People have undergone euthanasia only for it to be discovered in post-mortem examination that they were not suffering from the medical condition for which they were euthanised.
Even in Australia, while euthanasia was legal under the Rights of the Terminally Ill Act 1995 (NT), people were euthanised whose mental and physical suffering was inadequately addressed by their physician prior to their death.
As the only parliamentarian to have attended every meeting and every hearing in the 12 month inquiry by the WA Joint Select Committee on End of Life Choices, I can attest that the evidence confirmed that it is inherently complex to determine the influences which drive an individual diagnosed with a terminal illness to seek to end their life, including the influence of mental health comorbidities.
In fact, diagnosing demoralisation is as important as diagnosing depression and other conditions when seeking to alleviate and manage psychological suffering.
The stakes can hardly get any higher than if we are to give an individual responsibility to distinguish between euthanasia requests that are a mis-expression of an underlying unresolved need, and those that reflect a personal philosophy of choice, despite optimal care.
It does not take a parliamentarian long to comprehend that medical error in diagnosis and prognosis are grave risks to patients presented by any assisted suicide regime.
However, the fatal flaw that is not as readily identified is that of an individual being “steered” to requesting assisted suicide. “Steering” is the elephant in the room.
Countertransference and undue influence from a medical practitioner are dangerous risks in any euthanasia regime. Undue influence is, of course, not limited to practitioners and is actually more prevalent amongst family members. Indeed, elder abuse is a real and burgeoning problem in Western Australia.

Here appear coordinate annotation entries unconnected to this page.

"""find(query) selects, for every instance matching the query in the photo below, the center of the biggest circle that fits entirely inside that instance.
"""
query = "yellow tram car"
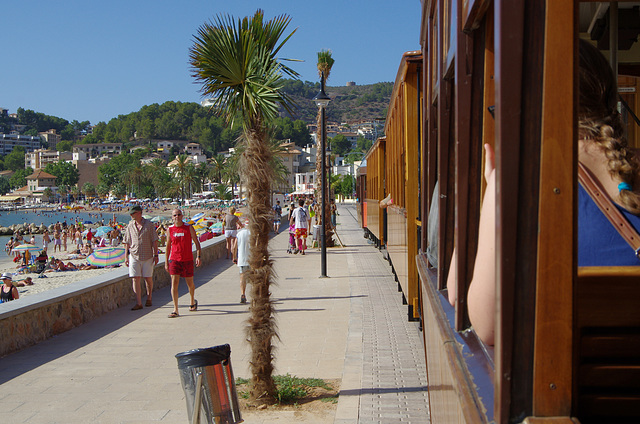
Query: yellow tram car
(505, 73)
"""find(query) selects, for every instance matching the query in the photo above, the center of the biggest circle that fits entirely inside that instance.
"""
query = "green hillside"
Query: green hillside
(347, 103)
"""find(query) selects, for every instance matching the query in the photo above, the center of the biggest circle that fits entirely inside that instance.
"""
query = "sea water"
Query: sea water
(48, 217)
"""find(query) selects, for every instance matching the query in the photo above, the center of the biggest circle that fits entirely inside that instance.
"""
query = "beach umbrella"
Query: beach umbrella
(103, 230)
(107, 256)
(26, 248)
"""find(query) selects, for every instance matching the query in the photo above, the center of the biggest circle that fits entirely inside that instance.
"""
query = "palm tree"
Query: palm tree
(202, 171)
(235, 60)
(217, 167)
(48, 193)
(135, 175)
(62, 191)
(180, 170)
(325, 63)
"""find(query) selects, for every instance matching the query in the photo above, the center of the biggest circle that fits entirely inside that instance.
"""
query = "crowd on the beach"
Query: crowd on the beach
(63, 244)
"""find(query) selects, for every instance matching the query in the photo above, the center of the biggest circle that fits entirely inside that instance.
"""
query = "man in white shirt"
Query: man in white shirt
(243, 260)
(300, 218)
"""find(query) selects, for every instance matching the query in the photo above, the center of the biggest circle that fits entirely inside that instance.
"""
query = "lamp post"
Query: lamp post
(322, 100)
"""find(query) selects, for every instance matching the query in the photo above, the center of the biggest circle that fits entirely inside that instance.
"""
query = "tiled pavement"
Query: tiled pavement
(121, 367)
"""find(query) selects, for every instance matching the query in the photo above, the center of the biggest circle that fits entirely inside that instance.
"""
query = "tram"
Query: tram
(504, 73)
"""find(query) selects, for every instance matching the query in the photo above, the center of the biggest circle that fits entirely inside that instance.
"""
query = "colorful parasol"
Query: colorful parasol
(103, 230)
(107, 256)
(26, 248)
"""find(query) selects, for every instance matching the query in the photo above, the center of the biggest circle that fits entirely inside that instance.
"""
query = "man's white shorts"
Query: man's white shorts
(140, 268)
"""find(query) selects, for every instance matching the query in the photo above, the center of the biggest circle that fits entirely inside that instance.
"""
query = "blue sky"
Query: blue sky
(94, 60)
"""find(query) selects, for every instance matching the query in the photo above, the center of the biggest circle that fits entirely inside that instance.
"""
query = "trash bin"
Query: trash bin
(209, 386)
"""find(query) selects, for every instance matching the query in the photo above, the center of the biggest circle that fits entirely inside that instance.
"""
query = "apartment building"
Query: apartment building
(9, 141)
(51, 137)
(85, 151)
(41, 157)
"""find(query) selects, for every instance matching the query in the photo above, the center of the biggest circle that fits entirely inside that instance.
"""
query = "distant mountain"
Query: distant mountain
(349, 103)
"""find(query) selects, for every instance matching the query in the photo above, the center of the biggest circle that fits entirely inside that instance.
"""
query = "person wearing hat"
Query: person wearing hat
(141, 250)
(9, 291)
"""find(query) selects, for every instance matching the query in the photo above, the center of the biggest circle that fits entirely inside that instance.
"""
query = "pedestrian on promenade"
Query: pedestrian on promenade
(300, 219)
(141, 254)
(277, 217)
(46, 240)
(9, 291)
(243, 261)
(334, 213)
(57, 239)
(179, 259)
(231, 224)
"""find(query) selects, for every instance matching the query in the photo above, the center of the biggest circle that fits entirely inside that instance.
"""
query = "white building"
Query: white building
(9, 141)
(51, 137)
(41, 157)
(304, 183)
(86, 151)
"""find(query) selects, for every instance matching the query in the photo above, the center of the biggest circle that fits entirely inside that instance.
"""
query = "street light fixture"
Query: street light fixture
(322, 100)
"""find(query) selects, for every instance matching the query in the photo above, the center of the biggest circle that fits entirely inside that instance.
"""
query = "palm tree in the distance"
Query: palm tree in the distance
(325, 63)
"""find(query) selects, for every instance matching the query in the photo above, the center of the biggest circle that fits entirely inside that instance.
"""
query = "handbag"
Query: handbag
(606, 205)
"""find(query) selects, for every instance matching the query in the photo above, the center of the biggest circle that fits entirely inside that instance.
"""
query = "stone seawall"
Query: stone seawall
(35, 318)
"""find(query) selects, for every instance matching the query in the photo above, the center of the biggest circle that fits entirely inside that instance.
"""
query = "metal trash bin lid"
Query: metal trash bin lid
(204, 357)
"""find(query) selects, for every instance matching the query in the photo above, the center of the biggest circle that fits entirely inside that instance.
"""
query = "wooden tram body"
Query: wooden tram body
(504, 72)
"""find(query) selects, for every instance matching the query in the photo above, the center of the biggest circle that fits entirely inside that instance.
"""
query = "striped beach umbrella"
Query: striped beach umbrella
(26, 248)
(107, 256)
(103, 230)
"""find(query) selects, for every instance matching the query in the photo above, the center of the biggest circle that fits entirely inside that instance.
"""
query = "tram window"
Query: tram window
(432, 228)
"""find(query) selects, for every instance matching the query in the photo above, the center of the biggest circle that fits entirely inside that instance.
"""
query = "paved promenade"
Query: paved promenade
(121, 368)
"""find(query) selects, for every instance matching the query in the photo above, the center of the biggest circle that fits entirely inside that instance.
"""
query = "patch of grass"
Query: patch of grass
(330, 399)
(241, 381)
(289, 389)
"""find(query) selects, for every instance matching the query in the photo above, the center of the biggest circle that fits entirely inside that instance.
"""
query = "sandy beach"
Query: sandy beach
(60, 278)
(54, 279)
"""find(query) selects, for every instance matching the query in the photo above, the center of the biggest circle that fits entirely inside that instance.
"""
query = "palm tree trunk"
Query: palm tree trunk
(325, 225)
(261, 325)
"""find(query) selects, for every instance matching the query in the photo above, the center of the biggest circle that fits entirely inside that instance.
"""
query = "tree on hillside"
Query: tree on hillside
(325, 63)
(65, 145)
(180, 172)
(340, 145)
(5, 186)
(89, 190)
(19, 179)
(236, 62)
(15, 160)
(217, 168)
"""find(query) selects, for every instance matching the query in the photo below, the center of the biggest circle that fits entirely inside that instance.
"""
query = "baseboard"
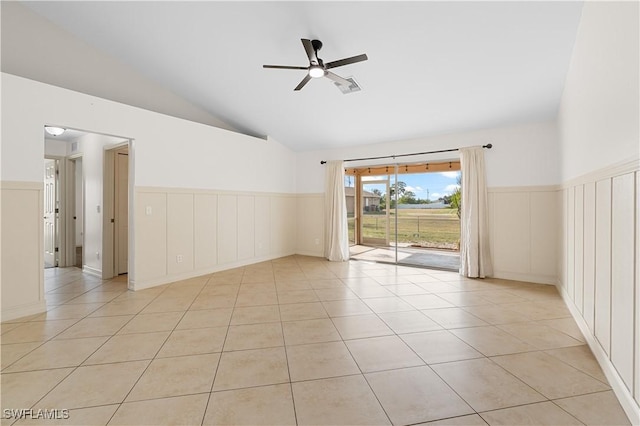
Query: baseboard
(309, 253)
(529, 278)
(625, 397)
(167, 279)
(23, 310)
(92, 271)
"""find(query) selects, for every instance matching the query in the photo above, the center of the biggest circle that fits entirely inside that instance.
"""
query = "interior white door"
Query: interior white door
(121, 210)
(50, 214)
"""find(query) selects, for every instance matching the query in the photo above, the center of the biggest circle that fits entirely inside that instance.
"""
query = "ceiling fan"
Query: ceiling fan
(317, 68)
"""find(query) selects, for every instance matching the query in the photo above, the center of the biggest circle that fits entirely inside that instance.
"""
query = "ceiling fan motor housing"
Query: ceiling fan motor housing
(317, 45)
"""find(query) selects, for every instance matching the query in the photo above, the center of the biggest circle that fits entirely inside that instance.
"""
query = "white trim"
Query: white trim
(174, 190)
(24, 310)
(309, 253)
(521, 189)
(630, 406)
(623, 167)
(530, 278)
(19, 185)
(92, 271)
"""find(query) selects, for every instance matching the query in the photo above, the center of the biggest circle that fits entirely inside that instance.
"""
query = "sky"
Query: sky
(424, 185)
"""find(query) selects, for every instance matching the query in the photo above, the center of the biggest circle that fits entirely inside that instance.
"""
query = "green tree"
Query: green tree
(456, 198)
(408, 198)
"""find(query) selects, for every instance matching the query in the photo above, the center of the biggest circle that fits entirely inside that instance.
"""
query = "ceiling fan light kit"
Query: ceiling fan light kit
(317, 68)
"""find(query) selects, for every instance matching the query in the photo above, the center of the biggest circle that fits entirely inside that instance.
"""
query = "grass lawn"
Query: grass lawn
(438, 228)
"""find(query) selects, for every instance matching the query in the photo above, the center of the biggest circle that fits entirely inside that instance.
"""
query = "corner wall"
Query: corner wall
(599, 122)
(170, 154)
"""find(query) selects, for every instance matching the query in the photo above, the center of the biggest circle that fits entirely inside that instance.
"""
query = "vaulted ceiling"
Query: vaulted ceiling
(434, 67)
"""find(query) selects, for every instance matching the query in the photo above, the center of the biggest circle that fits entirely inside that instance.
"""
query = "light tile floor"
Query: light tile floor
(302, 340)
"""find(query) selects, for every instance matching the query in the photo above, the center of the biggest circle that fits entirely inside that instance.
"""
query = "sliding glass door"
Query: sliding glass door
(407, 215)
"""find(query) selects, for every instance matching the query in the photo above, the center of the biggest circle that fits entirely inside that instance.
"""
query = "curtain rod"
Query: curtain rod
(488, 146)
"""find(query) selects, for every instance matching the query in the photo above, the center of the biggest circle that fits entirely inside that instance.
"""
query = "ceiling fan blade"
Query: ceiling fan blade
(304, 81)
(346, 61)
(338, 79)
(285, 67)
(311, 52)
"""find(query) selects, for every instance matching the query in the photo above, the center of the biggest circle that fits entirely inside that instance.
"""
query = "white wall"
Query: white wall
(599, 141)
(598, 119)
(525, 155)
(523, 173)
(168, 152)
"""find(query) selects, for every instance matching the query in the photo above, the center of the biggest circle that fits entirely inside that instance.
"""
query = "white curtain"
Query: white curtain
(475, 256)
(336, 241)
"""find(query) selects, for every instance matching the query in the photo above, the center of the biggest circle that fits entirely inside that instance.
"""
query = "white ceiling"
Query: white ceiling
(434, 67)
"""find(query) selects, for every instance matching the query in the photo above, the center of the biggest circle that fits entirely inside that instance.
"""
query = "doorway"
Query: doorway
(86, 206)
(121, 211)
(407, 214)
(51, 204)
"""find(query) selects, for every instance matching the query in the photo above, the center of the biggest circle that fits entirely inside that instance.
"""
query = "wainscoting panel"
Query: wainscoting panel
(22, 249)
(622, 276)
(210, 230)
(205, 229)
(589, 254)
(578, 257)
(544, 230)
(246, 227)
(601, 245)
(151, 235)
(571, 242)
(263, 225)
(603, 264)
(283, 224)
(227, 228)
(311, 225)
(179, 233)
(524, 230)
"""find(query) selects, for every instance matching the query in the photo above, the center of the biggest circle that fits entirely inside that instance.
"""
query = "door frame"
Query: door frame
(69, 244)
(61, 195)
(108, 202)
(387, 183)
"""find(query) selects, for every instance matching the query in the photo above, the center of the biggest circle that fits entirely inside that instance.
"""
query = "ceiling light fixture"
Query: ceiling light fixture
(54, 131)
(316, 71)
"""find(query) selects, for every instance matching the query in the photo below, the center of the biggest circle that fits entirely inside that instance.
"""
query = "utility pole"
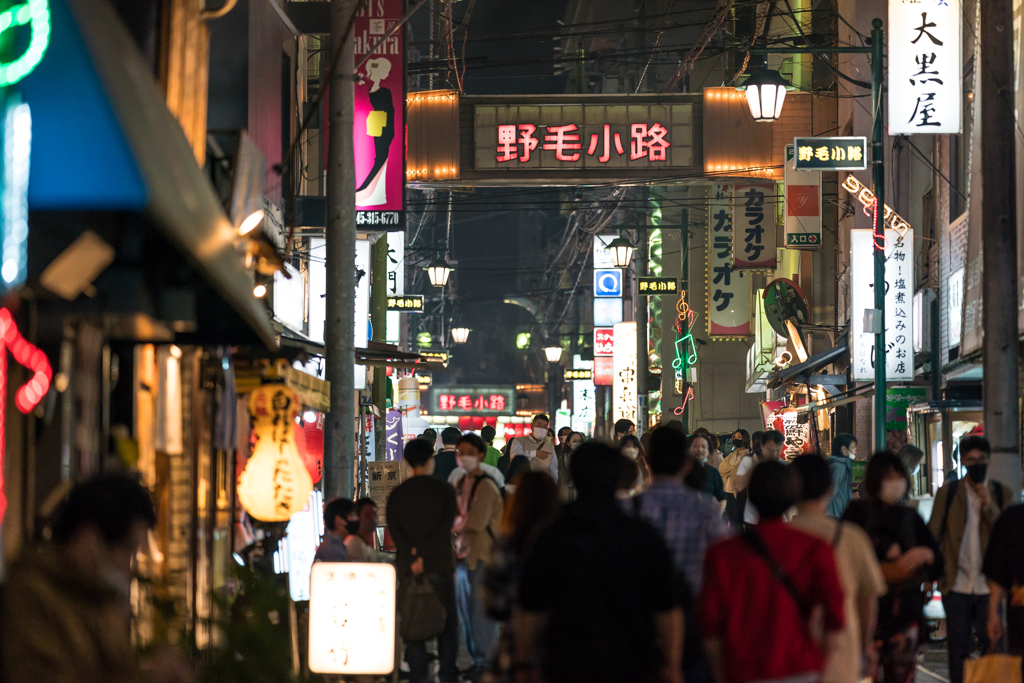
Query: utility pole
(339, 431)
(378, 321)
(998, 215)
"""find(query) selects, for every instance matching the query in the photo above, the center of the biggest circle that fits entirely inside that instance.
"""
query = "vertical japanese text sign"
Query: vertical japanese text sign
(925, 67)
(625, 368)
(378, 133)
(803, 206)
(754, 226)
(899, 299)
(728, 290)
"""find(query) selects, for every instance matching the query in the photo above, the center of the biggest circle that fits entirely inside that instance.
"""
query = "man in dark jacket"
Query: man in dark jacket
(420, 515)
(841, 466)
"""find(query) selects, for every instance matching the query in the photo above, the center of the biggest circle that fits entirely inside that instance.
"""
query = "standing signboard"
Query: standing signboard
(754, 226)
(728, 290)
(898, 312)
(625, 367)
(803, 206)
(925, 67)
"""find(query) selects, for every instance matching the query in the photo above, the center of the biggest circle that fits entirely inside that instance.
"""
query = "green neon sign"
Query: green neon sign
(35, 13)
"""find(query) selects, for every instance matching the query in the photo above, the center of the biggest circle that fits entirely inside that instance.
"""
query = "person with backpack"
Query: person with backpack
(854, 656)
(909, 557)
(480, 507)
(761, 588)
(963, 517)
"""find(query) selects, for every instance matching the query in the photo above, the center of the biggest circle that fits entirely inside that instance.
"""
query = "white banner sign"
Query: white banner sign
(625, 369)
(925, 68)
(728, 290)
(352, 619)
(899, 302)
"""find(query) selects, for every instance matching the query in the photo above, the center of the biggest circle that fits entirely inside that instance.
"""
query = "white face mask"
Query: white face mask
(893, 491)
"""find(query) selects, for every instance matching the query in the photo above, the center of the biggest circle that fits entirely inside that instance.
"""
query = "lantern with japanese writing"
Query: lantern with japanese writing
(275, 482)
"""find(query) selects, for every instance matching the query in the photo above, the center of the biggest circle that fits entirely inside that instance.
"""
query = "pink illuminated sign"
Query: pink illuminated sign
(519, 142)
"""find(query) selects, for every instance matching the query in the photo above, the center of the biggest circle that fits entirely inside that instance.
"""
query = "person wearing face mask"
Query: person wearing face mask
(340, 519)
(632, 449)
(421, 512)
(539, 445)
(566, 491)
(478, 523)
(360, 543)
(66, 608)
(909, 557)
(963, 517)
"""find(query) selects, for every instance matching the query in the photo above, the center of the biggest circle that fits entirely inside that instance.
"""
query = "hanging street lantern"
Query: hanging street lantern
(622, 252)
(438, 271)
(765, 93)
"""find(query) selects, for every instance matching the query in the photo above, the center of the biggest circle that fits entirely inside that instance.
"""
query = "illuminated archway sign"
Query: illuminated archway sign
(29, 394)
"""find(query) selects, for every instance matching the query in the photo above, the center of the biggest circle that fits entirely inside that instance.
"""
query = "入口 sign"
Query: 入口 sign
(925, 67)
(803, 206)
(830, 154)
(898, 310)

Sadly the capacity of medical practitioners to identify elder abuse in their patients is incredibly variable in Western Australia. The presence of undue influence can be difficult to identify and is easily missed.
Politicians consistently ignore that steering is the elephant in the euthanasia room. In contrast, parliamentarians acknowledge the grave reality that an assisted suicide regime that involves a medical practitioner being licenced to end the life of their patient is only as safe as the practitioner is competent.
Hence parliamentarians generally around the world routinely reject that radical policy option which guarantees casualties in favour of the authentically safe approach of facilitating access to expertly practised specialist palliative care.